Highlights & Insights¶
- Framing sentence-level watermarking as a sequence alignment problem is a powerful abstraction. It accepts that sentence boundaries drift and treats that drift as a solvable sequence offset.
- The BER design is highly tailored to the task. Sentence splits or merges are not independent bit errors but block-level offsets; modeling them as such is more natural than using standard edit distance.
- Single-step reconstruction is a pragmatic compromise, covering most common structural perturbations while keeping detection costs within deployable limits.
Limitations & Future Work¶
- The Re-Structurer is limited to single-step operations, struggling with complex restructuring, semantic reordering, or paragraph-level paraphrasing.
- Generation requires a large candidate budget \(Q\); although vLLM mitigates this, it remains a burden for low-latency applications.
- Detection still depends on initial sentence segmentation and embedder quality; stability across languages, code-mixed text, or very short snippets requires further validation.
- Future directions include training a lightweight structural restorer to probabilistically identify split or merge points instead of enumerating candidates.
Related Work & Insights¶
- vs KGW / SynthID: Token-level methods are efficient but sensitive to distribution shifts; AliMark uses semantic blocks for paraphrase-robust detection.
- vs SemStamp / k-SemStamp: These methods rely on prefix relationships; structural changes cause cascading failures.

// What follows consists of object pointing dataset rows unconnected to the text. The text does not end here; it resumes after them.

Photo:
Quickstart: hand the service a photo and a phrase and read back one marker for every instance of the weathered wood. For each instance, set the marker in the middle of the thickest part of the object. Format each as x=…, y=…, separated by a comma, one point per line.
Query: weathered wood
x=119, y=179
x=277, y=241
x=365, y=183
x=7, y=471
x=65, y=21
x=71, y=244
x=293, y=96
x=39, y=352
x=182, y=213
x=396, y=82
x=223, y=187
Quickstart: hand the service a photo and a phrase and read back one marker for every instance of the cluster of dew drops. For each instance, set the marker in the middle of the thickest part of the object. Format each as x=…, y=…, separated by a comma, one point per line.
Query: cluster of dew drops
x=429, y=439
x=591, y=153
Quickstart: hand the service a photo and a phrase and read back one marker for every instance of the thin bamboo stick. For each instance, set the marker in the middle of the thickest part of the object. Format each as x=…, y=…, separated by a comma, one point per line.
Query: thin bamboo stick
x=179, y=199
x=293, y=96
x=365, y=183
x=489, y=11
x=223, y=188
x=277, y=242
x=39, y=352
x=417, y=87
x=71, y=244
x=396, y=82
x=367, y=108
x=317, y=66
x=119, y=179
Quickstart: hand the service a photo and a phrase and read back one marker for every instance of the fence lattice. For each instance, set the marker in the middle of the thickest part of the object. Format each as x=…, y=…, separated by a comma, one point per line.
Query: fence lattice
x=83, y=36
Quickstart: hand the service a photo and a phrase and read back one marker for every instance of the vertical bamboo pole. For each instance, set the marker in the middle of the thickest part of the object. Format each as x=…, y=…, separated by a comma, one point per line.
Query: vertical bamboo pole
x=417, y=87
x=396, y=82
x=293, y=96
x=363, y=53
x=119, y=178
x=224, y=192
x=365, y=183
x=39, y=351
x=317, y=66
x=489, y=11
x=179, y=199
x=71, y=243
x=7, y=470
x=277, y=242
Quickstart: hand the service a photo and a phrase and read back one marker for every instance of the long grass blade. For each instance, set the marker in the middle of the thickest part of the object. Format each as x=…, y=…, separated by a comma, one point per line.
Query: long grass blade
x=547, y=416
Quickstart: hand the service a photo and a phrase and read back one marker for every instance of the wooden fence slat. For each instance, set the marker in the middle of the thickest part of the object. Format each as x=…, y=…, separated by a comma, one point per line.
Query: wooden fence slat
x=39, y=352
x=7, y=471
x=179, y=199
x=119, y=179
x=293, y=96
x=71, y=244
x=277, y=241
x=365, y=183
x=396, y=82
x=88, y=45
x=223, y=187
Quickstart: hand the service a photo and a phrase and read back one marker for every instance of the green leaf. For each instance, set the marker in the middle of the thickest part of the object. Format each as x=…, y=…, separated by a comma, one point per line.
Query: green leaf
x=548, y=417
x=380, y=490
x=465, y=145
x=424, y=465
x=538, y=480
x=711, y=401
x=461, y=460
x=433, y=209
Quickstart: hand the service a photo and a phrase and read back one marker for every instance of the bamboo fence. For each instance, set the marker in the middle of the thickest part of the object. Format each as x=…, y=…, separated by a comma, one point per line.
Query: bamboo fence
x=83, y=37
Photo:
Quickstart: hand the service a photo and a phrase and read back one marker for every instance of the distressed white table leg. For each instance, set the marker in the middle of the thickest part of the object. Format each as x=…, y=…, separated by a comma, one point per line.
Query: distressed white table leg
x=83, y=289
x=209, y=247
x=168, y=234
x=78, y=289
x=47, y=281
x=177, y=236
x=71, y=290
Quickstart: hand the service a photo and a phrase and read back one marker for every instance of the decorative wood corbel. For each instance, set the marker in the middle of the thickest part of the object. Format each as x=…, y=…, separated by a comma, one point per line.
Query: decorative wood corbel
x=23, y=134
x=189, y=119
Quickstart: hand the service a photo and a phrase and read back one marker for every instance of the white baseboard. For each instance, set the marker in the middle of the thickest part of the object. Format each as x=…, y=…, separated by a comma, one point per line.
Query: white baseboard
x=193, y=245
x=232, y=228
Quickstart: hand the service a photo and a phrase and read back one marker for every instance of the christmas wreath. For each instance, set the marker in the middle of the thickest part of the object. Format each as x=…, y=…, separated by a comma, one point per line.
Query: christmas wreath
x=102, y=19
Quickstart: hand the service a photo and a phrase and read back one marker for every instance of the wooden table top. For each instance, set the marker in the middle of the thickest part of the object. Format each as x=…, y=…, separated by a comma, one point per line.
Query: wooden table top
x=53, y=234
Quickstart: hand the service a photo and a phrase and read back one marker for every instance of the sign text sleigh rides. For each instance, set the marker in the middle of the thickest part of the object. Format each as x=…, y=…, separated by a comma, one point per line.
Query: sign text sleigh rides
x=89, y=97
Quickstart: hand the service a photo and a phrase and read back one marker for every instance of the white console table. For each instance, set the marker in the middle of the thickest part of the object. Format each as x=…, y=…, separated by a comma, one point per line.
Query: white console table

AliMark avoids this using global sequences and alignment.
- vs PMark / SimMark: Strong under weak paraphrasing but vulnerable to sentence structural changes; AliMark demonstrates that robustness requires explicit structural modeling rather than just semantic similarity.
- Insight: Any task partitioning long text into local units for verification or consistency can adopt the "local signal + global sequence alignment" framework to mitigate insertion and deletion errors.
Rating¶
- Novelty: ⭐⭐⭐⭐☆ Reframing detection as block-level alignment is a clear innovation targeting real-world attack patterns.
- Experimental Thoroughness: ⭐⭐⭐⭐☆ Covers diverse datasets, backbones, and paraphrasers, though human-paraphrased and cross-lingual scenarios are less explored.
- Writing Quality: ⭐⭐⭐⭐☆ Clear motivation, well-structured method, and thorough ablation.
- Value: ⭐⭐⭐⭐☆ Highly relevant for practical watermark deployment, especially in scenarios requiring resistance to automated paraphrasing.